The following table is used as an example:
Class contract;
Class detail {
Public:
Char const * Name;
Char const * material;
Char const * color;
Real4 weight;
Dbarray <dbreference <contract> contracts;
Type_descriptor (Key (name, indexed | hashed ),
Key (material, hashed ),
Key (color, hashed ),
Key (weight, indexed ),
Relation (contracts, detail )));
};
Class supplier {
Public:
Char const * company;
Char const * location;
Bool foreign;
Dbarray <dbreference <contract> contracts;
Type_descriptor (Key (company, indexed | hashed ),
Key (location, hashed ),
Field (foreign ),
Relation (contracts, supplier )));
};
Class contract {
Public:
Dbdatetime delivery;
Int4 quantity;
Int8 price;
Dbreference <detail> detail;
Dbreference <supplier> supplier;
Type_descriptor (Key (delivery, hashed | indexed ),
Key (quantity, indexed ),
Key (price, indexed ),
Relation (detail, contracts ),
Relation (supplier, contracts )));
};
In this example, there is a one-to-many relationship between the detail-contract and supplier-contract tables. When a contract record is inserted into the database, you only need to set the reference detail and supplier to the corresponding records of the detail and supplier tables. The reverse reference contracts of these records will be automatically updated. When a contract record is deleted, the reference of the deleted record is automatically excluded from the contracts field of the referenced detail and Supplier Record.
In addition, you can select a more effective plan for query execution using reverse references. Consider the following query and select the shipping details of a company:
Q = "exists I :( contracts [I]. Supplier. Company =", company ,")";
The most direct method for executing this query is to scan the detail table and use this condition to test each record.

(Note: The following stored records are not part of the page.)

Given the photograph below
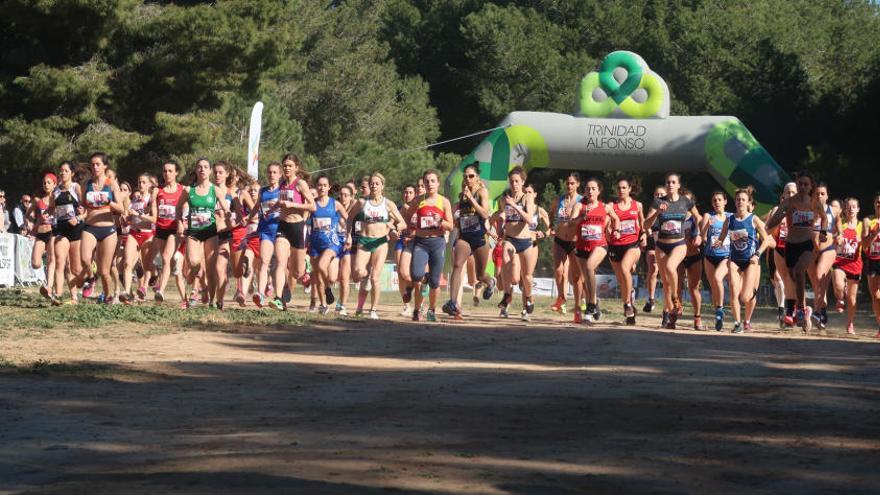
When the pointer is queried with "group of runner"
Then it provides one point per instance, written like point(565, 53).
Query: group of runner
point(301, 229)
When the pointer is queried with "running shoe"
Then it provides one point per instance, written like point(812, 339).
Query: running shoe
point(449, 307)
point(278, 304)
point(489, 290)
point(808, 319)
point(328, 294)
point(505, 300)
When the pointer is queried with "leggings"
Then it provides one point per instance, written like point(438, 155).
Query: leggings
point(430, 250)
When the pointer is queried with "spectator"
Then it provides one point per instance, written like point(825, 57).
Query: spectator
point(19, 218)
point(4, 218)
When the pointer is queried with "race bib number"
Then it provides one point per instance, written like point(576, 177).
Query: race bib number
point(591, 232)
point(200, 219)
point(322, 224)
point(847, 250)
point(671, 228)
point(740, 239)
point(627, 227)
point(267, 207)
point(98, 198)
point(428, 222)
point(469, 223)
point(167, 212)
point(65, 212)
point(511, 214)
point(802, 218)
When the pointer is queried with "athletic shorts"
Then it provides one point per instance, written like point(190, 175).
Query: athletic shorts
point(616, 253)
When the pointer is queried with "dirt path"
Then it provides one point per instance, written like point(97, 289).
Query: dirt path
point(356, 407)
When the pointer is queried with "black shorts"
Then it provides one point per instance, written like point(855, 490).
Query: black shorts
point(873, 267)
point(294, 232)
point(203, 235)
point(567, 246)
point(72, 233)
point(794, 250)
point(689, 261)
point(616, 253)
point(164, 234)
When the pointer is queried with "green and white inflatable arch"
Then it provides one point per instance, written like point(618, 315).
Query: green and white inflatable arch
point(623, 123)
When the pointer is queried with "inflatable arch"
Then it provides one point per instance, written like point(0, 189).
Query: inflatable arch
point(622, 123)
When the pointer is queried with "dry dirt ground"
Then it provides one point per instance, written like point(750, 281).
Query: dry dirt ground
point(487, 406)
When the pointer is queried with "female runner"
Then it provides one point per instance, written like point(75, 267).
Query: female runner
point(801, 212)
point(296, 202)
point(744, 227)
point(473, 210)
point(99, 234)
point(324, 245)
point(595, 217)
point(65, 202)
point(624, 251)
point(140, 214)
point(520, 254)
point(716, 257)
point(201, 234)
point(42, 224)
point(672, 210)
point(820, 270)
point(564, 239)
point(269, 211)
point(848, 265)
point(166, 242)
point(381, 218)
point(433, 219)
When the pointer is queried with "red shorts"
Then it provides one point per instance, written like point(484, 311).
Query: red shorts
point(141, 237)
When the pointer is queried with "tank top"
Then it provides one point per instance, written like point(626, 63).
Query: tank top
point(201, 209)
point(66, 203)
point(469, 221)
point(848, 251)
point(591, 230)
point(268, 199)
point(873, 250)
point(712, 235)
point(98, 199)
point(742, 237)
point(289, 192)
point(325, 222)
point(629, 224)
point(563, 214)
point(510, 213)
point(376, 213)
point(166, 207)
point(42, 212)
point(140, 205)
point(430, 216)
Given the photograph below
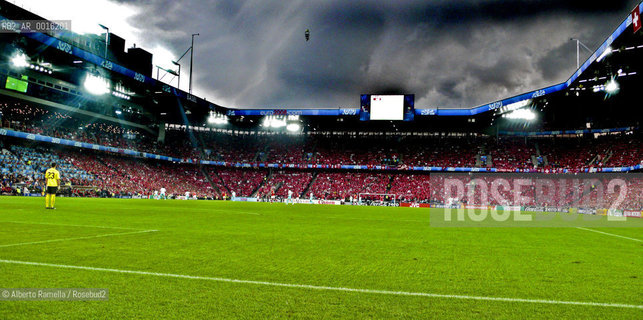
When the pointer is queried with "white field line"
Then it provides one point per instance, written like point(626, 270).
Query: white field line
point(610, 234)
point(70, 225)
point(76, 238)
point(326, 288)
point(232, 212)
point(367, 219)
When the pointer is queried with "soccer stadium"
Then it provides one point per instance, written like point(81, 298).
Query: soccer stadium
point(125, 195)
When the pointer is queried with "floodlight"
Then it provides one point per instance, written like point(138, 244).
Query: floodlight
point(521, 114)
point(293, 127)
point(20, 60)
point(611, 86)
point(96, 85)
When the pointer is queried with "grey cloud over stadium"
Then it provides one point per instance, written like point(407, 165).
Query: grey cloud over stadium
point(252, 53)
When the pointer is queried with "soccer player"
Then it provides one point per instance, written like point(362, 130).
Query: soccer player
point(52, 177)
point(290, 198)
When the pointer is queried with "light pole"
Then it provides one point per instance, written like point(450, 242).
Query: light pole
point(578, 44)
point(176, 63)
point(192, 60)
point(106, 38)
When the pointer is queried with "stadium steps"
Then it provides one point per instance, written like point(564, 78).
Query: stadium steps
point(265, 180)
point(389, 186)
point(310, 184)
point(534, 160)
point(608, 157)
point(222, 182)
point(207, 177)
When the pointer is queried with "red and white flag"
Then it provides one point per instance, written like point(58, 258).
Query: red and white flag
point(636, 19)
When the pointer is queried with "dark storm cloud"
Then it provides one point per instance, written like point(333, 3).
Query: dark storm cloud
point(252, 53)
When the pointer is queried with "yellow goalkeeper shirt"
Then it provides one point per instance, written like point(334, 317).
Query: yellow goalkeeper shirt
point(53, 176)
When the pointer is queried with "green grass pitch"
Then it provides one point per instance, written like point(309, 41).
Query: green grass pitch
point(332, 248)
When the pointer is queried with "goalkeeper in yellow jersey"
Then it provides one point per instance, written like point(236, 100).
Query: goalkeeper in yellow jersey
point(52, 177)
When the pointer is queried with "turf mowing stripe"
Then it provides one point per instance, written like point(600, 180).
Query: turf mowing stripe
point(610, 234)
point(77, 238)
point(325, 288)
point(70, 225)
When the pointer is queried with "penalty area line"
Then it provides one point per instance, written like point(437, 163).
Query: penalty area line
point(76, 238)
point(70, 225)
point(610, 234)
point(327, 288)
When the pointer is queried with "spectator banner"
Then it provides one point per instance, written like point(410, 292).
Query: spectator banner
point(414, 205)
point(633, 214)
point(244, 199)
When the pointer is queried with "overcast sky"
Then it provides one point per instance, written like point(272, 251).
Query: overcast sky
point(449, 53)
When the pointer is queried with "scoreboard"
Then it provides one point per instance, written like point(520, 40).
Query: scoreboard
point(387, 107)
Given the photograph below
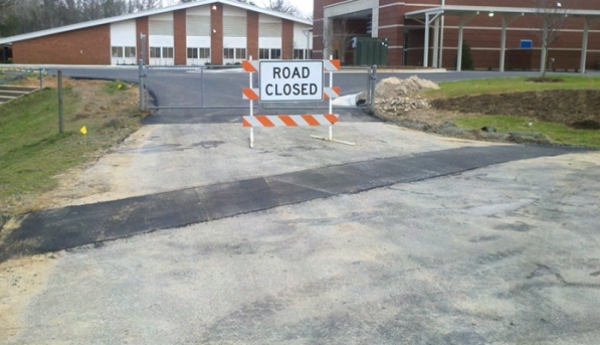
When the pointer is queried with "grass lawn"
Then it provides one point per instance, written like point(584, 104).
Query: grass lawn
point(502, 85)
point(32, 151)
point(557, 133)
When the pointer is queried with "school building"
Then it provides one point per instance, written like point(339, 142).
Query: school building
point(195, 33)
point(502, 34)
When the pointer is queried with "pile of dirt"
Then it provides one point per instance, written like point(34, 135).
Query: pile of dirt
point(576, 108)
point(401, 95)
point(393, 88)
point(399, 102)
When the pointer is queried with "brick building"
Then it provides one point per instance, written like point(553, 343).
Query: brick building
point(210, 31)
point(502, 34)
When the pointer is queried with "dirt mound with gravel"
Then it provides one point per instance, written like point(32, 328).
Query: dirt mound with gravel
point(401, 95)
point(576, 108)
point(390, 88)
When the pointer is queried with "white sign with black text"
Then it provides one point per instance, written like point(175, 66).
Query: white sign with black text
point(291, 81)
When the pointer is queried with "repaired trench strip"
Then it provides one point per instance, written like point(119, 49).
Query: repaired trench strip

However, we can use another method for reverse reference: Use the specified company name to index the records in the supplier table, and then use reverse reference to locate records in the detail table, the detail table has a transfer relationship with the selected supplier record. Of course, we need to clear repeated records. This is possible because a company may transport many different goods. This is achieved through the bitmap of the cursor object. Because index search is significantly faster than sequential search and is very fast to access through reference, the total query execution time is much shorter than the direct method.
Starting from version 1.20, fastdb supports cascade deletion. If the owner macro is used to declare a field, the record is treated as the owner of the hierarchy ). When the owner record is deleted, all members of the Link (records referenced by the owner) will be automatically deleted. If the member record of the link must be referenced by the owner record, this field should be macro-declared by relation.

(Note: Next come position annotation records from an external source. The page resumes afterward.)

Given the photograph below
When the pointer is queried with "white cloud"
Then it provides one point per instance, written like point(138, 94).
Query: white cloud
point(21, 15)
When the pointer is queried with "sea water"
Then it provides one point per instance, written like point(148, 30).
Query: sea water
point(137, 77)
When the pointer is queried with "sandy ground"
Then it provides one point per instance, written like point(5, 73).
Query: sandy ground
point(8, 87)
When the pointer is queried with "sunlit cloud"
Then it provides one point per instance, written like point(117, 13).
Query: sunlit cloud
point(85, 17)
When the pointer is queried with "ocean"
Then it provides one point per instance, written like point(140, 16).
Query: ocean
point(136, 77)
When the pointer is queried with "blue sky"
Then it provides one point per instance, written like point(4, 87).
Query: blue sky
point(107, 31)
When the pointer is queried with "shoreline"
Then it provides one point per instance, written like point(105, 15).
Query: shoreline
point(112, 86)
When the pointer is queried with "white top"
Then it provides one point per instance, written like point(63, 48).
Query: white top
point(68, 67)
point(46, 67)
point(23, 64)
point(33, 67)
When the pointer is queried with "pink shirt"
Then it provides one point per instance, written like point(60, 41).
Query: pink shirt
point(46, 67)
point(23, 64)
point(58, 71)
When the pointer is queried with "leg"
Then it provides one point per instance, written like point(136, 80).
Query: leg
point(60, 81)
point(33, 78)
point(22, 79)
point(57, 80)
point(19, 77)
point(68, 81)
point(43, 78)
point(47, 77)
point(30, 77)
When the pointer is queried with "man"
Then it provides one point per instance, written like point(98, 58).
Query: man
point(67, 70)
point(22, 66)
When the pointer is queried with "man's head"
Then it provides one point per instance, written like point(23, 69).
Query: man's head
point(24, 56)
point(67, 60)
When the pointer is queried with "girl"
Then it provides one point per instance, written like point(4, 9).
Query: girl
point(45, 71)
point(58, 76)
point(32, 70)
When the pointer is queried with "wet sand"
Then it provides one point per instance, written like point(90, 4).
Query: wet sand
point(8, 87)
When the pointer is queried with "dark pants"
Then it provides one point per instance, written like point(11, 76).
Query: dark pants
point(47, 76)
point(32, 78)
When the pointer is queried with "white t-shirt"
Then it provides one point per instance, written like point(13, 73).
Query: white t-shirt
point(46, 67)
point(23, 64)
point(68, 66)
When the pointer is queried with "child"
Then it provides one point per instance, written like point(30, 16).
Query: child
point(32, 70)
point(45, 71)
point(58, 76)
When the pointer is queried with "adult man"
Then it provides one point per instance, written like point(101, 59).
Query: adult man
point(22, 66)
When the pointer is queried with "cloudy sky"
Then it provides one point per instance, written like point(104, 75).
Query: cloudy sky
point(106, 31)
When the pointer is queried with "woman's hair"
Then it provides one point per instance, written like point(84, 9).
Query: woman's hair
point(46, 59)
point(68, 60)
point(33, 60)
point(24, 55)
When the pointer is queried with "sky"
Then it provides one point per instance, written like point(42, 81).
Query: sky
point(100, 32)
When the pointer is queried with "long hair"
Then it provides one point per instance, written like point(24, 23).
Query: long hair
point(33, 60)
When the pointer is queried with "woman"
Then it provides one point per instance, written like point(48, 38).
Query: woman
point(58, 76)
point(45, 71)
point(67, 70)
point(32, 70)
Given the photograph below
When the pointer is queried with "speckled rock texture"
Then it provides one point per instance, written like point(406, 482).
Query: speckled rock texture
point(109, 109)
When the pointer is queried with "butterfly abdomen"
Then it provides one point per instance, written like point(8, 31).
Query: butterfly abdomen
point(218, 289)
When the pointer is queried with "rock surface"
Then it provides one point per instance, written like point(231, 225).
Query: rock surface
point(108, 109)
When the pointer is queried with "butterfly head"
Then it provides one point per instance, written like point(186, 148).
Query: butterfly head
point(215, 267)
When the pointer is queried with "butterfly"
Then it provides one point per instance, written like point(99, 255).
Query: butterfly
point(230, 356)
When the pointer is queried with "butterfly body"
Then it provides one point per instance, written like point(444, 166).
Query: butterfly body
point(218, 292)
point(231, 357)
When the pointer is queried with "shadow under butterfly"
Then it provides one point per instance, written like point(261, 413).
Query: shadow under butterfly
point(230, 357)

4. What is the difference between clustered index scan and clustered index seek?
This occurs during Show plan.
1. Select au_id
From authors
Where au_id = '2014-56-7008 '(clustered index seek)
2. Select City
From authors
Where city like 'san % '(clustered index scan)
Index seek means that SQL server will traverse the index from the root down to the leaf level, comparing the values in the Sarg to the key values in the index rows to determine which page to look at next. seeking through an Index typically means a root-to-leaf traversal.
A scan, the alternative to index seek, means that SQL server will stay at the leaf level and traverse just that one level of the index from the first page to the last. I like to think of a seek as a vertical traversal of an index and a scan as a horizontal traversal. remember that for a clustered index, the leaf level of the index is the table data itself, so scanning the clustered index really means scanning the table. in fact, the only time you'll see Table scan as an operator in the plan is for heaps.